Table 2 Risk factors for the development of lung cancer

Risk factors for the development of other major cancers including stomach cancer, colorectal cancer, liver cancer, esophageal cancer, and bladder cancer

Smoking was independently associated with the development of stomach cancer, colorectal cancer, liver cancer, esophageal cancer, and bladder cancer, and exercise level was independently associated with the development of stomach cancer and liver cancer (p <  0.01) (Supplement table 1, 2, 3, 4 and 5).

COPD as a risk factor for the development of major cancers

Multi-variable cox regression analyses were performed in three models: Model 1 (adjusted for age and sex), Model 2 (Model 1 + an additional adjustment for history of hypertension and history of diabetes mellitus), Model 3 (Model 2 + an additional adjustment for BMI and exercise). The multi-variable Cox regression analyses demonstrated that COPD in never-smokers, former smokers, and smokers contributed to the development of lung cancer in all three models (Model 3: COPD in never-smokers, HR = 2.046; COPD in former smokers, HR = 2.267; COPD in smokers, HR = 3.456 (all p-values < 0.001) (Table 3). In addition, COPD in never-smokers, former smokers, and current smokers contributed to the development of colorectal cancer and liver cancer among other major cancers (all p-values < 0.001) (Tables 3 and 4).
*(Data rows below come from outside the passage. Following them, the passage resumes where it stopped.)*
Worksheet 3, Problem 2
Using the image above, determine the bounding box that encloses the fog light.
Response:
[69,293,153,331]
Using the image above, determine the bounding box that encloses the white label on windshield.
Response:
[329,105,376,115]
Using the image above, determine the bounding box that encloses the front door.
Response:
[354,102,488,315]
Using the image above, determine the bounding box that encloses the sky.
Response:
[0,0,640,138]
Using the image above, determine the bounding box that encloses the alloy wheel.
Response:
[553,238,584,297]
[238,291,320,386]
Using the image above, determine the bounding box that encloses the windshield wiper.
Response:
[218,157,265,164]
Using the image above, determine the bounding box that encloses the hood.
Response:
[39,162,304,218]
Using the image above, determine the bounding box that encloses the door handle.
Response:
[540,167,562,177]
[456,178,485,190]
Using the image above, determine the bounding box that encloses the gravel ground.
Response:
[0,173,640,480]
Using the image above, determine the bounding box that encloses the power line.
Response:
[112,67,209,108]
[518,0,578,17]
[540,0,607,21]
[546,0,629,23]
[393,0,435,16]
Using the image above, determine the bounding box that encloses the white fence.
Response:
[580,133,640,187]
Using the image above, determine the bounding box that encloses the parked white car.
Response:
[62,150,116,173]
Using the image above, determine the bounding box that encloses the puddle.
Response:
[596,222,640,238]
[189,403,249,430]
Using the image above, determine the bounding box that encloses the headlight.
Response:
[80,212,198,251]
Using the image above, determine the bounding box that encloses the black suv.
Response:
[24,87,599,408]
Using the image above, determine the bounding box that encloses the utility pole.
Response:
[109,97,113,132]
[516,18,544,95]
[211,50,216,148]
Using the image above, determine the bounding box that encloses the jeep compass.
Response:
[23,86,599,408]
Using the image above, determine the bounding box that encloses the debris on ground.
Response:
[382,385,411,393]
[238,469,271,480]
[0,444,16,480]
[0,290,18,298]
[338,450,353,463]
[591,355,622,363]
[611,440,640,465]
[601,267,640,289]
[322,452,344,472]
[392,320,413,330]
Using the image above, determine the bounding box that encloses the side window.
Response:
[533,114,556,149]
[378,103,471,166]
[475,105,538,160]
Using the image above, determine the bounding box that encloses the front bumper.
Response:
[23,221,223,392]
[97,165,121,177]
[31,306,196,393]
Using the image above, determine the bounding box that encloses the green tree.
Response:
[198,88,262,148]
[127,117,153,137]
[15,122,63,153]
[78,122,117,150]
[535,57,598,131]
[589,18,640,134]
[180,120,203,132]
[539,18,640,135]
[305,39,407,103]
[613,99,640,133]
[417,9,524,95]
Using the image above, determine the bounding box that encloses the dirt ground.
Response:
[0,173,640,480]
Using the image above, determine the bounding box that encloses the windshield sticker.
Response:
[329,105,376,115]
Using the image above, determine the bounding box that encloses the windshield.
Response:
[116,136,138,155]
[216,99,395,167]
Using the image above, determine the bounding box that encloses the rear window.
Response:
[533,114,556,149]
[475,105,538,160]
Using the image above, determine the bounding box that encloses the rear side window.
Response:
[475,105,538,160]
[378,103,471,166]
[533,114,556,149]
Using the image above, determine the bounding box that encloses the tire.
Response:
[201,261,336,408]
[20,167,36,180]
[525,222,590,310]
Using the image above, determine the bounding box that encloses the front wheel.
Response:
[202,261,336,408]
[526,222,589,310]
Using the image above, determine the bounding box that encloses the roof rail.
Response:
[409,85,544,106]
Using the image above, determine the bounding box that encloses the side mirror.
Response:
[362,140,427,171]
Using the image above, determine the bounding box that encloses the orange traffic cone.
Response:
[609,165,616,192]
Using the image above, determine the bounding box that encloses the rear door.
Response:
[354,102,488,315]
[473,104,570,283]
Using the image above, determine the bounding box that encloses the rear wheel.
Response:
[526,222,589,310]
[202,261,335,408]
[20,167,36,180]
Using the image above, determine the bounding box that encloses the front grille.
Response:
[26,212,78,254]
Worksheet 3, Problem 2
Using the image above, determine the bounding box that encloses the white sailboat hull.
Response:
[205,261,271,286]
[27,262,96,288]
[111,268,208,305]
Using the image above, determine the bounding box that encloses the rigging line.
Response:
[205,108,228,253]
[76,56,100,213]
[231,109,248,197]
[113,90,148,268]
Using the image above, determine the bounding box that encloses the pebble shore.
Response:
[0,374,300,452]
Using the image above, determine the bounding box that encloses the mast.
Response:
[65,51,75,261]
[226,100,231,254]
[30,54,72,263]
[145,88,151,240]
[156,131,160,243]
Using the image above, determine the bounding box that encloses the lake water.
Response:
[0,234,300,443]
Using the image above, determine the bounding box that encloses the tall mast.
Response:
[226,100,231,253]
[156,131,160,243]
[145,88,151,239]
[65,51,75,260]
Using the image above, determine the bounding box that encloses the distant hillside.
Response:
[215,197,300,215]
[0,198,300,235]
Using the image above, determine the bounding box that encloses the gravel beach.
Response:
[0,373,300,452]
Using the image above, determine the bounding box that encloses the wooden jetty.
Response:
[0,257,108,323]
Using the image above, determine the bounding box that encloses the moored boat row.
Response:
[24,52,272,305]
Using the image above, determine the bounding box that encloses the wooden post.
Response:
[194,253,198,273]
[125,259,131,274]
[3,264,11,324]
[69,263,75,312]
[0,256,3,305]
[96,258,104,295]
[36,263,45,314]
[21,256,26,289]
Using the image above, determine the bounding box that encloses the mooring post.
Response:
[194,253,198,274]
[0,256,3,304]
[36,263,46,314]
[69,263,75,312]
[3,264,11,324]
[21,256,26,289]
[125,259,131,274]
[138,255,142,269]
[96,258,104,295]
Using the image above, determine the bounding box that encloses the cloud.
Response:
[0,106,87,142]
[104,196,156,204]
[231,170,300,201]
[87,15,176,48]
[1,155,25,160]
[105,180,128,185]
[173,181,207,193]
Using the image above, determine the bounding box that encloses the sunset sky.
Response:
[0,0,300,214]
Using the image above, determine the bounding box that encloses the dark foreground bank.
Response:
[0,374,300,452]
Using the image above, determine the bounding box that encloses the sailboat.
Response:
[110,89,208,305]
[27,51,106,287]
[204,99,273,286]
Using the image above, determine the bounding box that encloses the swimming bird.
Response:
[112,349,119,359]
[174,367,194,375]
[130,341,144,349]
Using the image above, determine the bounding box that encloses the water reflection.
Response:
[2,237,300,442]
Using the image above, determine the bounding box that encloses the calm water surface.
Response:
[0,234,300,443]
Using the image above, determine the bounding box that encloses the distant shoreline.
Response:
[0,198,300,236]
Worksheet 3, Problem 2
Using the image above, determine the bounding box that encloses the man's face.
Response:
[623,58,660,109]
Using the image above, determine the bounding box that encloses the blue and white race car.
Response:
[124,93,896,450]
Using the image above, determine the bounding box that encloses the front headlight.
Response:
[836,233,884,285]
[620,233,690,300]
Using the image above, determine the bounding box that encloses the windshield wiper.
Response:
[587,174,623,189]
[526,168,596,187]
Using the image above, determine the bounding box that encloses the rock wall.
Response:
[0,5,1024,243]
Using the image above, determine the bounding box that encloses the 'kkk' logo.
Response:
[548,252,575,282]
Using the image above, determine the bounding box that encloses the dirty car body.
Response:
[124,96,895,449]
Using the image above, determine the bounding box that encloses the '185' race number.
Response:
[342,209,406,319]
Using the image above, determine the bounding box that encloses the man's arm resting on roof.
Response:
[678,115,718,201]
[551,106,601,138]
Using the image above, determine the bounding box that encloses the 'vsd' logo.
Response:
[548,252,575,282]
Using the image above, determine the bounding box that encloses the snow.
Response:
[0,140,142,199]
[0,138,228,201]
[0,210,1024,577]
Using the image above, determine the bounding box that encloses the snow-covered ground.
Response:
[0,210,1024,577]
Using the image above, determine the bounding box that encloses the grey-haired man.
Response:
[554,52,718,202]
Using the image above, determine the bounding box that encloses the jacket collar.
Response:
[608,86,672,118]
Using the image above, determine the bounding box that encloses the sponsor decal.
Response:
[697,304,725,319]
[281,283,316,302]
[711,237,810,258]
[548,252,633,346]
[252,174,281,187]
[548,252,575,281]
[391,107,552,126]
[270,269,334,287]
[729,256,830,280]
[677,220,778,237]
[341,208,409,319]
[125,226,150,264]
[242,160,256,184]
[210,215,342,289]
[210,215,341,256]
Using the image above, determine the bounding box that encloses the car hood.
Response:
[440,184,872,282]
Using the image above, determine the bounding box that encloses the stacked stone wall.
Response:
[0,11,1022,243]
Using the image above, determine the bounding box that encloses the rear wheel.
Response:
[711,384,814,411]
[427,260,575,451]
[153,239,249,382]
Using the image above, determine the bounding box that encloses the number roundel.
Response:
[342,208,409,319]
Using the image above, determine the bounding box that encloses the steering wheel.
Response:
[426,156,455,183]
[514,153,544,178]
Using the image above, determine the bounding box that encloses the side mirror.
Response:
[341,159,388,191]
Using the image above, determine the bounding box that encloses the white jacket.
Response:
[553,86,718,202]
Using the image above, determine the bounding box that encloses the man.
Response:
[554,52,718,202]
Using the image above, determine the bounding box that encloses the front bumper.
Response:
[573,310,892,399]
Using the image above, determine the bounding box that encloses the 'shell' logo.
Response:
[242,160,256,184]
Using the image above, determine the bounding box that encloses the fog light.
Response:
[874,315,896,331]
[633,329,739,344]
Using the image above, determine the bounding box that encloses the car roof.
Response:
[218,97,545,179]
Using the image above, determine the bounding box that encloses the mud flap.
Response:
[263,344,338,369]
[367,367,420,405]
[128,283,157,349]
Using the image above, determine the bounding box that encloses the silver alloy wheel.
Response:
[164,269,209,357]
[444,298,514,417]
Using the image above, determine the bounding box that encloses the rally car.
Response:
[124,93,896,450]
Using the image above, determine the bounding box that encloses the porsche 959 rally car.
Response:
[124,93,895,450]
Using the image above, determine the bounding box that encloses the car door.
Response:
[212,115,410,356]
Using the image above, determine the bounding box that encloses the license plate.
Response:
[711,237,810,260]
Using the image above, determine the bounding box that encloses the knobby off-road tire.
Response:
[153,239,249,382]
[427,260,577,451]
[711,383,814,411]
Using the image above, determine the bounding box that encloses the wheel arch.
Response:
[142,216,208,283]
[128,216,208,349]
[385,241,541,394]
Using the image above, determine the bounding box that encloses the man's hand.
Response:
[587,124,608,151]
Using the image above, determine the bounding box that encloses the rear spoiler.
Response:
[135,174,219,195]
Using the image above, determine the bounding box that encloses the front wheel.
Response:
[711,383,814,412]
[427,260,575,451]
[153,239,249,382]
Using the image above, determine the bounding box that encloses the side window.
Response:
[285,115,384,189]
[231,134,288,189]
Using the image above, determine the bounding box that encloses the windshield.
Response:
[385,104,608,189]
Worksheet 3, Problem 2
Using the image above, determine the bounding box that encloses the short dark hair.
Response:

Table 3 COPD as a risk factor for the development of major cancers by multi-variate cox regression analyses
Table 4 COPD as a risk factor for the development of other cancers by multi-variate cox regression analyses

Discussion

Our study provides a comprehensive analysis of COPD as a risk factor for major cancers in the Korean population. Our data revealed that COPD in the Korean population was an independent risk factor contributing to the development of lung cancer, and colorectal cancer and liver cancer among other major cancers, irrespective of smoking status. In this analysis of a national cohort representative of the Korean population with up to 12 years of follow-up, multi-variable analysis demonstrated that male gender, lower BMI, history of diabetes mellitus, and exercise level, along with smoking status and COPD diagnosis, were independent risk factors for the development of lung cancer.

Our study presents several interesting findings.

First, our data showed that COPD diagnosis was independently associated with the occurrence of lung cancer by all models analyzed by Cox regression analyses, suggesting that COPD per se contributes to the development of lung cancer, irrespective of smoking behavior. Studies based on Korean National Health and Nutrition Examination Survey also showed that advanced age, male gender, low income, pulmonary tuberculosis, and asthma were independent risk factors for COPD in non-smokers [19, 20]. The incident rate of lung cancer per 100,000 person-year was higher than the previous report on general Korean population [21]. This higher rate of lung cancer could be explained by the average older age of this cohort (higher than 50 years old in all six arms), because of which this cohort cannot represent general Korean population.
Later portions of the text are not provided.